Brooklynites Turn Out for Gowanus Canal Cleanup Tutorial
Thursday, January 24, 2013
More than a hundred Brooklyn residents and business owners attended a public meeting organized by the Environmental Protection Agency to address the proposed Superfund cleanup of the Gowanus Canal.
Part of the plan, EPA officials explained, calls for removing nearly 600,000 cubic yards of contaminated sediment, then capping dredged areas. While some of the sediment would be shipped to landfills, business owner Monica Byrne said she needed to know more about the plan to keep some of it in the area.
"What the community's really concerned about is knowing exactly what this material is, how it will be stored, what safety precautions are going to be put into the community before they get the approval to move all this toxic waste to the foot of the neighborhood."
A number of people who attended were excited that after so many years the cleanup was finally set to begin. Betty Stoltz of the group Friends and Residents of Greater Gowanus, or FROGG, said she was impressed by the EPA.
"They are really listening to everything we say," she said. "They are not letting politics get in the way of science. I mean, you couldn't ask for much more."
The EPA estimates that the cleanup will cost $467 to $504 million.

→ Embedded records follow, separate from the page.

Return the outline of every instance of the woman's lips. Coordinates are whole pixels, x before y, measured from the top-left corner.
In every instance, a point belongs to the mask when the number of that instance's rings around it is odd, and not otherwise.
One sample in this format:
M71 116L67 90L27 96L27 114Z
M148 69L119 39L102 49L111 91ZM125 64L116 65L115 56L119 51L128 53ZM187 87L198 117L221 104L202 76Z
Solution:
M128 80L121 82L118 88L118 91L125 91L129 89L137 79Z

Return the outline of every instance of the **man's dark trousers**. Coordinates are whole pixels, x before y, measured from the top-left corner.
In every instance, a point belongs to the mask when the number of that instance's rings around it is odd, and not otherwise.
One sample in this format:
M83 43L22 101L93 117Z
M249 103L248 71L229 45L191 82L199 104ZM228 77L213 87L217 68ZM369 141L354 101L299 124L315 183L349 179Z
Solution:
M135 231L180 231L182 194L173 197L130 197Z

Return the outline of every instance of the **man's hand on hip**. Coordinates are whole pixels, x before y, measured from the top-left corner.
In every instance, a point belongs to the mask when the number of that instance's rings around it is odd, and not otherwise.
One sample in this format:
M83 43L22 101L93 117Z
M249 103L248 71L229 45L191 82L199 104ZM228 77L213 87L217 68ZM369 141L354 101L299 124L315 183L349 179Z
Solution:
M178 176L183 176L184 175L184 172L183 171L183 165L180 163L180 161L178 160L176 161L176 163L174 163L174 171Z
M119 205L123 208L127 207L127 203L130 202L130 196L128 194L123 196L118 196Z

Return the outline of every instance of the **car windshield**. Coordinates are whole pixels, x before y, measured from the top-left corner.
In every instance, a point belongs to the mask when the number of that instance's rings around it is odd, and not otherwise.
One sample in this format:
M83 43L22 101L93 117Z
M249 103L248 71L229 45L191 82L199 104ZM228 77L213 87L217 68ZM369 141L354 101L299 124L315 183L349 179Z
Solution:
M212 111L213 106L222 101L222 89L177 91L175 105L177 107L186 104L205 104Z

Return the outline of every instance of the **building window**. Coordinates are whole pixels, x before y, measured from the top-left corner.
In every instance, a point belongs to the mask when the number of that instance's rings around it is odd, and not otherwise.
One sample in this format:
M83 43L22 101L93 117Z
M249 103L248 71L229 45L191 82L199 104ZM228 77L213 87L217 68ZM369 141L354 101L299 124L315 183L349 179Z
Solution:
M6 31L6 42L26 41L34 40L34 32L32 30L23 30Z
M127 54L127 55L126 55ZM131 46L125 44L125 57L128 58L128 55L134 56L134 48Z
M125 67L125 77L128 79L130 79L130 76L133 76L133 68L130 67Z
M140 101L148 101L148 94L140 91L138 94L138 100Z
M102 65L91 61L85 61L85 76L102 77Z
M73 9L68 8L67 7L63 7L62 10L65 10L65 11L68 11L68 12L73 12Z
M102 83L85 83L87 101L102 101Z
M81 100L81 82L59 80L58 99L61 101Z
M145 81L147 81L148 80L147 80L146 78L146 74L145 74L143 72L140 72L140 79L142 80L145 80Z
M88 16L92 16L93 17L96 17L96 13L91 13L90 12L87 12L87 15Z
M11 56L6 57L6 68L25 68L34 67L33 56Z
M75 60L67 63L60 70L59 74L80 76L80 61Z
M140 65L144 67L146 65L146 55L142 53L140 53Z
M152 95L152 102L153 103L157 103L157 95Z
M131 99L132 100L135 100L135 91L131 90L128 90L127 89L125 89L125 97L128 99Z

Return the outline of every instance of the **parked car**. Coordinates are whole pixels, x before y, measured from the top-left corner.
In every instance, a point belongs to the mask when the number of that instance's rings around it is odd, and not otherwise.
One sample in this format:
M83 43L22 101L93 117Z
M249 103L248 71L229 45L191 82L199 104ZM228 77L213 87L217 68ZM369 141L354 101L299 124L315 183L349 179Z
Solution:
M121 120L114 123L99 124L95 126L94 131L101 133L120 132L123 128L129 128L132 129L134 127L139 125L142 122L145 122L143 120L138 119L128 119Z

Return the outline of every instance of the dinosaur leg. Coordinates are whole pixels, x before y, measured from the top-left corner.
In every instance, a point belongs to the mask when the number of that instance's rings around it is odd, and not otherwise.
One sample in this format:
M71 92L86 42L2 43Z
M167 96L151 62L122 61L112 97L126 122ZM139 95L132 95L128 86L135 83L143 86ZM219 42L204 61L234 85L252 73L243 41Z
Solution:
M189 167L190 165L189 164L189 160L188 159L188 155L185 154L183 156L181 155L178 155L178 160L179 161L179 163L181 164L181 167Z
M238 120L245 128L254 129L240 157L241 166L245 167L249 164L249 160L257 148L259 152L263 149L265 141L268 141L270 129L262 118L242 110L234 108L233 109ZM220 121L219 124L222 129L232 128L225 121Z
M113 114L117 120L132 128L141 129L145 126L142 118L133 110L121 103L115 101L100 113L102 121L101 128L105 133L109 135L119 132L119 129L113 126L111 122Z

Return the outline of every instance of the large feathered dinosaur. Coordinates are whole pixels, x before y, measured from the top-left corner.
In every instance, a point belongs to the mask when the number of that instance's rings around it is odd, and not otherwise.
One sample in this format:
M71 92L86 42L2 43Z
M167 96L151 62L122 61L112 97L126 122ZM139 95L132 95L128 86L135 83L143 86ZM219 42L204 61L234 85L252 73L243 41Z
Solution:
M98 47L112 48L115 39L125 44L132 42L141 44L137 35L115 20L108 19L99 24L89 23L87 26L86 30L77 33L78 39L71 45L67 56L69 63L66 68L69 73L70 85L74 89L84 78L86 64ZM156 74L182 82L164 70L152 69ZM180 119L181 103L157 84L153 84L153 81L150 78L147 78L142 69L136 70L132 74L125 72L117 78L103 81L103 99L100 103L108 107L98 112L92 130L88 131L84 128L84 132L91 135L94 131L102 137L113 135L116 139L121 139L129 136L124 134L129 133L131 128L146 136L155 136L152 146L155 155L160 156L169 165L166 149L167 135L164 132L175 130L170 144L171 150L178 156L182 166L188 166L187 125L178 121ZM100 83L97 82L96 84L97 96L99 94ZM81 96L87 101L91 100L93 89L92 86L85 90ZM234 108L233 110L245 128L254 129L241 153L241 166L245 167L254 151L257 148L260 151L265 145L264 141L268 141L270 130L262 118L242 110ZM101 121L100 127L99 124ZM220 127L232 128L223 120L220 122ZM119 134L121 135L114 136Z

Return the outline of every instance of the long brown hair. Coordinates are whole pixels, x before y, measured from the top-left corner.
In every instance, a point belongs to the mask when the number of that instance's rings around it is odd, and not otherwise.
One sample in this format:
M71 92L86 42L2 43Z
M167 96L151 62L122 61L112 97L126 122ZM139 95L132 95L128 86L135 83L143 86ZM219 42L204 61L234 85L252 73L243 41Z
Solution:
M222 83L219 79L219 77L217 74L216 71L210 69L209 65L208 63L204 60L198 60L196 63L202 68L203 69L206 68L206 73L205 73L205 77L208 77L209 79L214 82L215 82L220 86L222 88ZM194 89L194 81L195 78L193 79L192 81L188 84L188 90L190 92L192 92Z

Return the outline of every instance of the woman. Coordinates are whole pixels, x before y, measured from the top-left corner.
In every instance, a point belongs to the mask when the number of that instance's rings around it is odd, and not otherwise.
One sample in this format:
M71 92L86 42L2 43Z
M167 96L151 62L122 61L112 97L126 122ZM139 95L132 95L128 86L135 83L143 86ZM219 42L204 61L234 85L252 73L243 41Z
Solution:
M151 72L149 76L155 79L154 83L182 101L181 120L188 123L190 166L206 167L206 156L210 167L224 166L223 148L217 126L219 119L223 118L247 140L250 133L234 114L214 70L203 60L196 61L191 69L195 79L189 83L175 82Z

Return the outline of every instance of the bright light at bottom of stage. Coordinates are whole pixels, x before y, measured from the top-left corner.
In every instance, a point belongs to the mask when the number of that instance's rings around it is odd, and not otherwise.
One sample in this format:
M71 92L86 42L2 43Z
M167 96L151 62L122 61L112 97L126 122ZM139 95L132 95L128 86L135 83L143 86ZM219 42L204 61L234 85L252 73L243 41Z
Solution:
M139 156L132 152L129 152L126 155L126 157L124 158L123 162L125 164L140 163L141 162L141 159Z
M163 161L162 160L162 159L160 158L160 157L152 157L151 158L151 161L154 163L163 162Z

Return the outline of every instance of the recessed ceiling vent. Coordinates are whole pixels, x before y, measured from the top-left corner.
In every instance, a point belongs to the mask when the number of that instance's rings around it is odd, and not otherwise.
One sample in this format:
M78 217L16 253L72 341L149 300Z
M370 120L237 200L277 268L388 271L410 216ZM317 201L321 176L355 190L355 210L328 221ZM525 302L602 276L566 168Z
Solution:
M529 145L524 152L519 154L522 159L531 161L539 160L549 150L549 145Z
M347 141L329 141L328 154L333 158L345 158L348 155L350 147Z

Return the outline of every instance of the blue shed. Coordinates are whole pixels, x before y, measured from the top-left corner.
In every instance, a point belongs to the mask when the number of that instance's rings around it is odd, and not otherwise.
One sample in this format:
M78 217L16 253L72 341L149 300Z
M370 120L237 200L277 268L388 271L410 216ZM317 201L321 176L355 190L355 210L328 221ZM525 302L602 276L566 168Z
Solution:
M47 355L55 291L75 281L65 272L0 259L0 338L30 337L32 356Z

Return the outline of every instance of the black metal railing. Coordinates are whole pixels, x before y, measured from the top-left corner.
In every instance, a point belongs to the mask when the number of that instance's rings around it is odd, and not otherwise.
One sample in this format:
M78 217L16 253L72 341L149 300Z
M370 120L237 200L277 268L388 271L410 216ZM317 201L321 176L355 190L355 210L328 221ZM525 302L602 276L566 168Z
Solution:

Ray Howell, a local activist who's been boating on the canal since the late 90s, said he was largely satisfied with the EPA's plan, but has yet to hear discussion of water quality.
"You should be able to take a bathing suit and go from Coney Island and swim around and come into the Gowanus Canal and not notice a difference in the water."
This was the second of two public meetings, and followed one held on Wednesday night. The EPA will accept public comments on its proposed plan until March 28, 2013.